Weiblich, ledig, jung – dringend gesucht

Immer mehr junge Frauen aus Ostdeutschland gehen in den Westen. Jetzt sollen sie in Männerberufe gelockt werden

BERLIN taz ■ Der Osten hat ein Problem: seine Frauen. Es gibt nämlich bald keine mehr – zumindest keine gut ausgebildeten.

Das ist das Ergebnis einer Studie des Statistischen Bundesamtes in Wiesbaden. Von 1991 bis 2001 gingen 620.910 Menschen in den Westen. Ungefähr 400.000 davon waren Frauen.

Um ihre Landestöchter in Zukunft auch im Land halten zu können, hat die schwarz-gelbe Landesregierung Sachsen-Anhalts jetzt die Gründe für den Unterschied zwischen dem Wegzug der Geschlechter erforschen lassen. Schließlich ist das Land selbst stark von der Problematik betroffen. 103.000 Menschen verließen in den letzten zehn Jahren Sachsen-Anhalt, zwei Drittel davon Frauen, von denen wiederum die Hälfte zwischen 15 und 25 Jahren alt war.

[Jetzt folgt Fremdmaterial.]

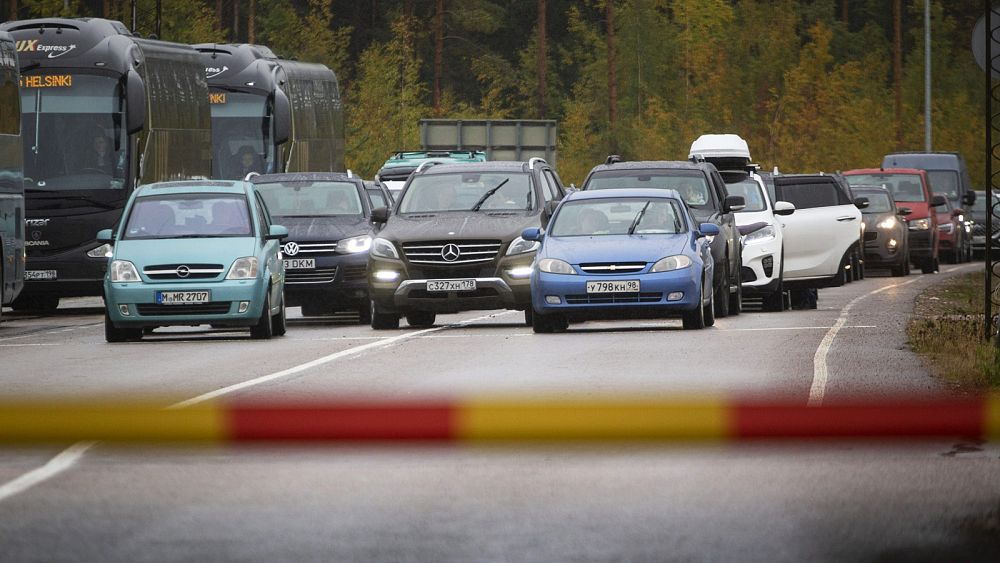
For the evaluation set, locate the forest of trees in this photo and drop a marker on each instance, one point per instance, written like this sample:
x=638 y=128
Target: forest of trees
x=812 y=85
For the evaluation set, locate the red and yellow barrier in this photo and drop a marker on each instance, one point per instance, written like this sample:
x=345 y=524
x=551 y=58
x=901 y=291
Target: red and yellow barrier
x=500 y=419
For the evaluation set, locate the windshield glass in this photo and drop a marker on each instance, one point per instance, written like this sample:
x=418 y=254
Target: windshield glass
x=751 y=192
x=241 y=134
x=189 y=216
x=691 y=184
x=599 y=217
x=72 y=132
x=311 y=199
x=904 y=187
x=469 y=191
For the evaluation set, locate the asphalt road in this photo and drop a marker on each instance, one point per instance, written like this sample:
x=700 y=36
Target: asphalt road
x=739 y=501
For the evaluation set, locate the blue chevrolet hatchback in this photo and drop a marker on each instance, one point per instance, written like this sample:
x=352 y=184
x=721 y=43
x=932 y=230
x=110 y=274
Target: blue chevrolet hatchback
x=619 y=254
x=191 y=253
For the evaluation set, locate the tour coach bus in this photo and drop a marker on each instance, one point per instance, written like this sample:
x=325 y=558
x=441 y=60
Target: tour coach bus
x=102 y=112
x=11 y=183
x=271 y=115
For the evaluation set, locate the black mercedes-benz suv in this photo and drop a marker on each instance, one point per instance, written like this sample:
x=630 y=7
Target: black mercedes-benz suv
x=328 y=216
x=704 y=190
x=453 y=242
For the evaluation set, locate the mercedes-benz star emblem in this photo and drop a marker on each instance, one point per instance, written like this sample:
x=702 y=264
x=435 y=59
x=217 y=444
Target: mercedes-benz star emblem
x=450 y=252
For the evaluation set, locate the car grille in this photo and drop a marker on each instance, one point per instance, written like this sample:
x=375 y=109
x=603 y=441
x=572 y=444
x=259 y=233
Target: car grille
x=319 y=275
x=469 y=251
x=210 y=308
x=602 y=298
x=614 y=268
x=195 y=271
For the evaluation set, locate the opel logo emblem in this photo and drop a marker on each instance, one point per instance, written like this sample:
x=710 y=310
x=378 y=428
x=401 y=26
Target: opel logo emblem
x=450 y=252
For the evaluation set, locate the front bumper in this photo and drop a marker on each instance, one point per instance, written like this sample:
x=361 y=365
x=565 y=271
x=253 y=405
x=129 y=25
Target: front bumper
x=139 y=299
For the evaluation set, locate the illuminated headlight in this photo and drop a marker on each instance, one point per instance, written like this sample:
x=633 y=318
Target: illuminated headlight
x=887 y=223
x=760 y=235
x=555 y=266
x=354 y=245
x=520 y=246
x=671 y=263
x=384 y=249
x=243 y=269
x=123 y=271
x=103 y=251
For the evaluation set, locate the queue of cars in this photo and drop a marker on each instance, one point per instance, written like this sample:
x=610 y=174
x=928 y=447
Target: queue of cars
x=640 y=239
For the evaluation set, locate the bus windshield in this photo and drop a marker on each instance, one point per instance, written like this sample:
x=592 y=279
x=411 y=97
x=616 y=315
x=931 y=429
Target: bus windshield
x=74 y=138
x=241 y=134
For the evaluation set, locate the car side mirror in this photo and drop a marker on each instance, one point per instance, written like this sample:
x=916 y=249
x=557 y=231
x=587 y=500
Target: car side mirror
x=709 y=229
x=380 y=215
x=532 y=234
x=276 y=232
x=106 y=236
x=733 y=203
x=784 y=208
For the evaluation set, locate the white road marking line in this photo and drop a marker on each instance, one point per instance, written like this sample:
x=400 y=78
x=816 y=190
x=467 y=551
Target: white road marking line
x=60 y=463
x=321 y=361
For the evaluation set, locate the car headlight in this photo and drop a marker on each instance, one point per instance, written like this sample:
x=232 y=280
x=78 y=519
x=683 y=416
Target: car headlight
x=760 y=235
x=384 y=249
x=123 y=271
x=520 y=246
x=555 y=266
x=243 y=269
x=354 y=245
x=671 y=263
x=103 y=251
x=887 y=223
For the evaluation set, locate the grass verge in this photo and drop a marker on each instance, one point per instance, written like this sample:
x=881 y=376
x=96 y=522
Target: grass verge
x=947 y=330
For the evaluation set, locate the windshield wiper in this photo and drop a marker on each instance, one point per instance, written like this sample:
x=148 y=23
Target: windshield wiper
x=488 y=195
x=638 y=217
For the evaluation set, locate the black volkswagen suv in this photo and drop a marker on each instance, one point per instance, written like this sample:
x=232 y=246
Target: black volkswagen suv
x=328 y=216
x=703 y=189
x=453 y=242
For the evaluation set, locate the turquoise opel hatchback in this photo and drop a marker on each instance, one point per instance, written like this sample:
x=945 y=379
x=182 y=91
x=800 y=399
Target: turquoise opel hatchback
x=191 y=253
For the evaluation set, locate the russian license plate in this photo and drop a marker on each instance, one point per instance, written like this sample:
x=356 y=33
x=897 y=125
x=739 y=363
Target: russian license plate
x=39 y=275
x=181 y=297
x=300 y=263
x=451 y=285
x=618 y=286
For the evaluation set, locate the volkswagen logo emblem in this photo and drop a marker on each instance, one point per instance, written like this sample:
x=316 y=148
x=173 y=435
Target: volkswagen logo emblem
x=450 y=252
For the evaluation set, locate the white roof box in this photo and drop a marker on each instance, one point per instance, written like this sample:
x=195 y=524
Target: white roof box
x=720 y=146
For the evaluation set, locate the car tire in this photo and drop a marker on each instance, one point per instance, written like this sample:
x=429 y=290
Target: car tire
x=115 y=334
x=420 y=319
x=264 y=329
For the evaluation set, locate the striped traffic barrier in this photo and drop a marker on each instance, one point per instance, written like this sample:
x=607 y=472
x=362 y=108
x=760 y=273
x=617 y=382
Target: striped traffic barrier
x=499 y=419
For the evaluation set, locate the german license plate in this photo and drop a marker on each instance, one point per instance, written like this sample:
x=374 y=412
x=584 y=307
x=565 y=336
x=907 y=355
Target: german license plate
x=618 y=286
x=181 y=297
x=451 y=285
x=39 y=275
x=300 y=263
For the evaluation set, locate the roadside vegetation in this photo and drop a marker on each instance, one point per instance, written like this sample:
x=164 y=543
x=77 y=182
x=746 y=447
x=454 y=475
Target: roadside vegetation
x=947 y=330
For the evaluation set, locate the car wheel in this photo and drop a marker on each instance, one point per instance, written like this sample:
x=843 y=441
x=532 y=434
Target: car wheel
x=420 y=318
x=263 y=330
x=383 y=320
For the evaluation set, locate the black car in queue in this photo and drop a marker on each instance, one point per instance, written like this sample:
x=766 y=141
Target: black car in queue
x=887 y=237
x=328 y=216
x=703 y=189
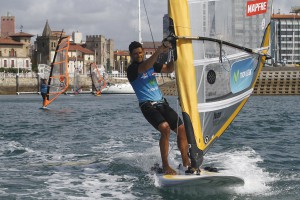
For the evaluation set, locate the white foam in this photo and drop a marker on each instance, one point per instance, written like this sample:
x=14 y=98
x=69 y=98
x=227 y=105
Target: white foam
x=244 y=163
x=95 y=186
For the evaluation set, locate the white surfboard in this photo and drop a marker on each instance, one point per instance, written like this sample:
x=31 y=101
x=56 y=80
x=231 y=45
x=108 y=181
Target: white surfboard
x=204 y=179
x=44 y=108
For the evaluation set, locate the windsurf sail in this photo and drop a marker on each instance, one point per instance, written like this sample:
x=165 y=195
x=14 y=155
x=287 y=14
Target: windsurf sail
x=58 y=81
x=220 y=49
x=76 y=81
x=98 y=81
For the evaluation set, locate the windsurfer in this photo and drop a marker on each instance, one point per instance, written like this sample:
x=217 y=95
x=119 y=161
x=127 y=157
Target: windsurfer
x=153 y=105
x=44 y=90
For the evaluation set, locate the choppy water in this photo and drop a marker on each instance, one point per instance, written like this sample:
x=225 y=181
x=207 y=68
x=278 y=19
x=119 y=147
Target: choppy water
x=89 y=147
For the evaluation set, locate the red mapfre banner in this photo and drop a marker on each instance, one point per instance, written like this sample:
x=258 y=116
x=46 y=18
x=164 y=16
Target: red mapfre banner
x=256 y=7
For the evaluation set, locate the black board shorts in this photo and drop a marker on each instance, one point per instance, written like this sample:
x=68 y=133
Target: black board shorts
x=156 y=113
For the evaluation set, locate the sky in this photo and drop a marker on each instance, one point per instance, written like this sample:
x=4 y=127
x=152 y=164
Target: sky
x=113 y=19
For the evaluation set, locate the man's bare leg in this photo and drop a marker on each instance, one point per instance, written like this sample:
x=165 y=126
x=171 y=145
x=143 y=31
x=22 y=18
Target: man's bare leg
x=164 y=129
x=183 y=145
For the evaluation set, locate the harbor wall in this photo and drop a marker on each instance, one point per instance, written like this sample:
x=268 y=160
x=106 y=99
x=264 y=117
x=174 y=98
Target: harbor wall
x=272 y=81
x=21 y=85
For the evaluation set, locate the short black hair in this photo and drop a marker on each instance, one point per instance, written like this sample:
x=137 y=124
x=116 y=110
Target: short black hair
x=134 y=45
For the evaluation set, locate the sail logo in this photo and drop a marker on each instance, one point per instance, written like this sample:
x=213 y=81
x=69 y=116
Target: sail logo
x=241 y=75
x=256 y=7
x=144 y=76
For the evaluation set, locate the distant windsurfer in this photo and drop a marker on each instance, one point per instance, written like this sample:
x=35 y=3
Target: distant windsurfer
x=153 y=105
x=44 y=90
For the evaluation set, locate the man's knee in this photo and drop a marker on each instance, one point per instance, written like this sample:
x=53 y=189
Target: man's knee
x=164 y=128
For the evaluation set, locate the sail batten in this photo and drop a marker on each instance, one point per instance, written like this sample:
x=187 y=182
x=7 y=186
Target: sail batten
x=216 y=71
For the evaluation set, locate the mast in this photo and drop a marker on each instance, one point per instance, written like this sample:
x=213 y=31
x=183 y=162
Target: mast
x=140 y=26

Durchgeführt wurde die Untersuchung vom Gender-Institut Sachsen-Anhalt. Dessen Forscher befragten mehr als 1.000 junge Sachsen-AnhaltinerInnen, wieso sie die Absicht hätten, das Land zu verlassen.

„Hauptgrund für die Migration ist die schlechte wirtschaftliche Situation“, sagt Thomas Claus, Geschäftsführer des Gender-Instituts. „Und da ist die Unzufriedenheit mit der Lage bei beiden Geschlechtern gleich hoch.“ Unterschiede gebe es dann aber in den Konsequenzen. „Das liegt daran, dass die jungen, ostdeutschen Frauen eine erheblich größere Leistungsbereitschaft haben als ihre männlichen Altersgenossen.“ Dies führe dazu, dass sie ohne Job oder Ausbildungsplatz auch einen höheren Leidensdruck empfänden. Aber nicht nur das persönliche Gefühl spielt bei den Frauen eine Rolle, wenn sie sich für den Wegzug entscheiden. Auch das Verhalten der Arbeitgeber treibt sie aus dem Land.

„Bei knappen Arbeitsplätzen werden Frauen gegenüber Männern benachteiligt“, sagt Claus. Ursache ist, dass Frauen „eben schwanger werden können. Vor allem, wenn sie noch so jung sind.“ Deshalb stellten Arbeitgeber lieber Männer ein. Dies gelte mittlerweile sogar in den klassischen „Frauenberufen“ der Dienstleistungsbranche, so Claus. „Da drängen sich die Männer jetzt auch rein. Was einfach daran liegt, dass viele von ihnen ihren Job in der Industrie in den letzten Jahren verloren haben.“

Ergebnis: Bei den Sozialhilfeempfängern liegt die Zahl der Frauen erheblich höher als die der Männer.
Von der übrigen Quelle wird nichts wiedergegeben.